Now, if Christmas focuses on the Father sending his only Son, and if Pentecost focuses on the Father sending the Holy Spiri, Trinity Sunday is the only feast that focuses on all three persons of the Trinity, Father, Son, and Holy Spirit.
But how do we begin to understand the mystery of the Trinity? If you’re trying to explain it to little kids as I did today you could just call it “The Feast of the Tres Amigos”. I don’t know about you but for me to be even interested in the mystery of the Trinity, I need to be assured of one thing.
I need to know that the mystery of the Trinity has everything to do with the mystery of the life I live. If it doesn’t, why even care about the mystery of the Trinty? But if it does, now things get interesting.
Let me say more. Theologians have likened the mystery of Trinity to a dance. The Trinity dances in and around and through us. In that dance there’s the love of a God who is Father to us. There’s the humanity of the Son who is savior to us. And there’s the energy of the Spirit who is power to us. All three give meaningful connection to a God who actually cares about us.
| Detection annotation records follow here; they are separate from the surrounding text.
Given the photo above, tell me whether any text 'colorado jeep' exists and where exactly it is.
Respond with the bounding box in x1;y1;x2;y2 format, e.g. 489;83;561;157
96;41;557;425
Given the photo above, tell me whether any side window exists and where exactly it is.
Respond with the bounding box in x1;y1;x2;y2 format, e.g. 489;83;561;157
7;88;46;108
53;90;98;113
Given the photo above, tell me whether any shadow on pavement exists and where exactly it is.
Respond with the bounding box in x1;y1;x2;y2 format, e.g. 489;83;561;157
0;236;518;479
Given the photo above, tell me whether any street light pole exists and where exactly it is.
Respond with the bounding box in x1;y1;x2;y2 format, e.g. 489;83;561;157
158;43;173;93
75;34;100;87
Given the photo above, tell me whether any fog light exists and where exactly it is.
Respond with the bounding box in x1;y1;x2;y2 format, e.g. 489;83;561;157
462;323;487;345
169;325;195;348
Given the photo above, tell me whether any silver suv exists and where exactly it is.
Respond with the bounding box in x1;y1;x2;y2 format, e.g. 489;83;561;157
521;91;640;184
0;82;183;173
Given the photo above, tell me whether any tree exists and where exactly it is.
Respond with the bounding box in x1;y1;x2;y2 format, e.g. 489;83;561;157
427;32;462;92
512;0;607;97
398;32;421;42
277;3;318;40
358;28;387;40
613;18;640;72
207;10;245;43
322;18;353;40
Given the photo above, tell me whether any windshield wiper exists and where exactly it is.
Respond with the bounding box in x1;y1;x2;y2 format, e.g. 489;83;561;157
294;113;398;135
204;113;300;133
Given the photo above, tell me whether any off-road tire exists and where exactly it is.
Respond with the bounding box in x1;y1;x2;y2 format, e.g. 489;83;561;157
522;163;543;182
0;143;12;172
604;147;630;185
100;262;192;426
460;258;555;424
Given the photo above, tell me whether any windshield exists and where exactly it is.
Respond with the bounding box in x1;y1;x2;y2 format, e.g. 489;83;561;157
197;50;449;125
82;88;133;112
The energy of love flowing between the Father and the Son, which we call the Holy Spirit, is the dance we’re invited to. Yet we hesitate. Like a kid at his first school dance, we step on to the dance feeling awkward. But when we catch the rhythm and we feel its energy it all changes for us.
So, the question, are you content to simply shuffle your way through life with little or no real awareness of how the mystery of the Trintiy intersects with the mystery of our life? Be willing to step on the dance floor and let the energy of the Trinity move you.
The Eucharist we celebrate is the time when we as a community join in the dance. Think of that dance as God’s three-step waltz with us, Father, Son and Holy Spirit. Whether you think of yourself as clumsy or smooth on the dance floor, a klutz or a Fred Astaire, let God take the lead. And if you step on your partners toes God won’t care. It’s all part of learning the dance.